シロウオっていう踊り食いされることで知られる魚がいます。ついこの前の記事で載せたこの魚ですが、どうしても自然の状態を観察したくて、先週末の12日に門川町のとある川へ行ってきました。
以前のシロウオの記事は以下より。
まず、川の河口域へ。
海から上ってくる様子でも撮れたらいいなと思い行ってみました。海に近いし暖かいだろうと思って足だけつけてみましたが、一瞬でやる気が失せるくらいに水が冷たい...
ためらいながらも一気に飛び込み、水の中を見るともやもやっとしてました。やっぱり海水と淡水が混ざるとこうなるよね、でもシロウオ板として写真撮れない気がするとか考えながらしばらく探しました。

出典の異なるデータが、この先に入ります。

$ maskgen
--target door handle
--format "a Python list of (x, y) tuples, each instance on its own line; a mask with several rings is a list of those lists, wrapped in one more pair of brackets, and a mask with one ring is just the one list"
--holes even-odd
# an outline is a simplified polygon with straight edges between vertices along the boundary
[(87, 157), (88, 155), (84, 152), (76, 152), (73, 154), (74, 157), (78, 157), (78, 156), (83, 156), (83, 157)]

しかし、どこを探してもチチブのようなハゼの仲間しかおらず断念。
場所を変えることにしました。
次の場所は中流域にしました。
この時点で正直、シロウオ観察はあきらめていました。他の淡水の魚を捕まえたり、写真を撮ったりしていました。
まだ春先ですが、10cmくらいのアユがいたりして、シロウオなんて忘れていました笑
そんな感じで魚採りしてると、なんとシロウオが網に入りました!
全く想定外で、一緒に行ってた後輩と何でここにいるの!と興奮気味に話しました。
この場所の少し上には結構大きな堰(ダムの小さいバージョン)があり、おそらくアユのような泳ぎが得意な魚やヨシノボリ類やボウズハゼのように吸盤などで張り付いて上るタイプの魚しか上流には行けません。なのでこの堰の下流が感潮域となります。
シロウオは春先に河川の感潮域で産卵する魚です。砂礫底の場所が産卵場所のようで、オスが巣を作りメスはその巣で産卵する魚です(※1)。
偶然魚採りに来たこの場所こそ、感潮域で砂礫がたまっているという、シロウオの産卵場所だったようです。
ってことはもしかしたら群れがいて、撮影チャンスかもと思いましたが、中々見つけられません。群れがいないなら単体のシロウオでもいいから写真を撮ろうと思い頑張りますが、相手は透明な魚、かなり苦戦しました。
いたとしても一瞬で見失う、なかなか止まってくれない、透明なのでピントが合いづらい...といったさまざまな困難に立ち向かいました(大げさ)。
そして苦戦して編み出したのが以下の戦術。
網で捕まえてからその場に放して、その瞬間にシャッターを押すというものです。
これによってようやく撮れました。
半やらせ写真ですがどうかご勘弁を(笑)
撮影が終わった後、数個体は確保して標本にすることに。
の前に一旦、お昼ご飯(なお16時過ぎ)。こういう時は安くて量のあるすき屋一択。
新メニューの豚カルビ丼を食って元気になった後、標本作成のため実験所に戻りました。
標本にする際に、意地でもきれいな写真が撮りたいとなり、こだわりすぎてかなり時間がかかりました。
何にこだわったかというと、光の反射です。
シロウオですが、泳いでいるときにたまに虹色に輝くのです。これは光の反射によるものだと思い、反射の瞬間を写真に残そうと後輩と頑張りました。後輩が物理相当得意な方で、色々試行錯誤しながらようやく光らせ方が分かり、残せた写真がこれです。
どうでしょうか。
完璧な虹色ですね。自分で撮っておきながらしばらく興奮しました。
シロウオは中層あたりを漂う魚ですが、この反射をうまく使って、海や川の中でほかの魚から見えづらいようにして生き残ってきたのかなとか考えてます。
この美しい生き物が、河川の開発などにより見れなくなりませんように。
※1:松井.1986.シロウオの生態と増殖に関する研究.九州大學農藝部學藝雜誌 40:135–174.